Read The Passage Below And Answer The Questions
Read The Passage Below And Answer the Questions That Follow
The passage describes the Enlightenment as an eighteenth-century movement centered on ideas and practices that emphasized the secular world. It notes that although religion was not necessarily dismissed, attention was increasingly shifted from religious to secular questions. This shift expanded the influence of secular perspectives across various fields such as art, music, science, politics, and concepts of space and time, driven by a gradual process of secularization that had already begun in the sixteenth and seventeenth centuries. The author highlights that a focus on worldly, here-and-now concerns became more common, fostering innovative thinking about society, government, and economics.
Paper For Above instruction
The author argues that the Enlightenment was a movement that significantly shifted human focus from religious to secular domains, leading to profound changes across multiple facets of society and thought. According to Margaret Jacob, the Enlightenment expanded an existing process of secularization, transforming it into an international intellectual movement that questioned traditional religious authority and emphasized human reason, empirical evidence, and worldly concerns. This movement not only affected philosophical and scientific ideas but also permeated art, music, politics, and even abstract concepts like space and time. The author suggests that this shift fostered a cultural environment where attachment to worldly existence and human-centered perspectives became predominant, encouraging innovative ideas about governance, society, and economic systems.

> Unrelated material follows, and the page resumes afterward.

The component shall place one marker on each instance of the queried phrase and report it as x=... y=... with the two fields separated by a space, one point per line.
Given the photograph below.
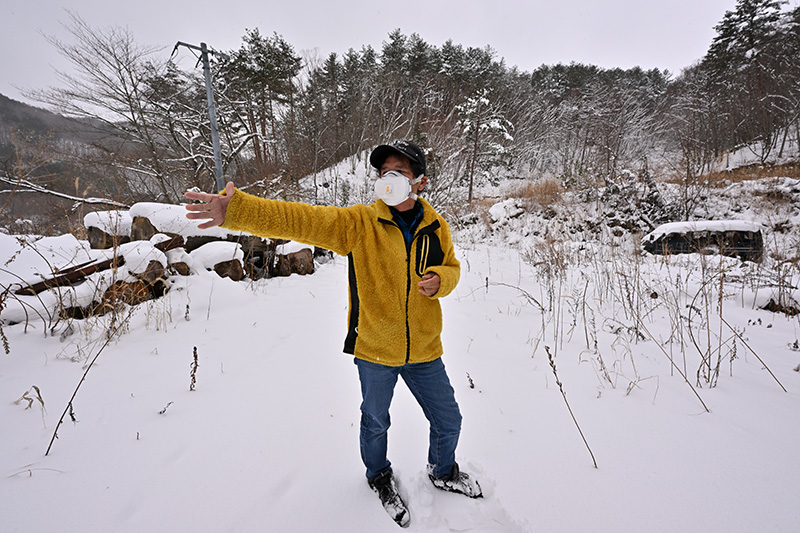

One piece of evidence supporting the author's claims is the historical development of secularization beginning in the sixteenth and seventeenth centuries, prior to the Enlightenment. For example, during the Renaissance, there was a renewed interest in humanism and classical learning, which emphasized human agency and earthly concerns over divine or supernatural explanations. This cultural shift laid the groundwork for the Enlightenment's intellectual pursuits by gradually diminishing the dominance of religious authority in societal matters. Such pre-Enlightenment secular trends demonstrate that the movement built upon existing changes, illustrating the continuity and expansion of secular ideas that the author highlights.
References
- Israel, J. I. (2001). Radical Enlightenment: Philosophy and the Making of Modernity, 1650-1750. Oxford University Press.
- Outram, D. (2013). The Enlightenment. Cambridge University Press.
- Gay, P. (1995). The Enlightenment: An Interpretation. W. W. Norton & Company.
- Kramnick, R. (Ed.). (1995). The Portable Enlightenment Reader. Penguin Classics.
- Porter, R. (2000). Enlightenment. Palgrave Macmillan.
- Jacob, M. (2019). The Secular Enlightenment. In Encyclopedia of the Enlightenment. Routledge.
- Hampson, N. (2010). The Enlightenment and Religion. Routledge.
- McGonigal, R. (2009). The Enlightenment and the Pursuit of Happiness. Oxford University Press.
- Gaukroger, S. (2012). The Collapse of Mechanism: The French Revolution in Early Modern Thought. Oxford University Press.
- Darnton, R. (2009). The Business of Enlightenment: a Publishing History of the Encyclopédie, 1775-1800. Harvard University Press.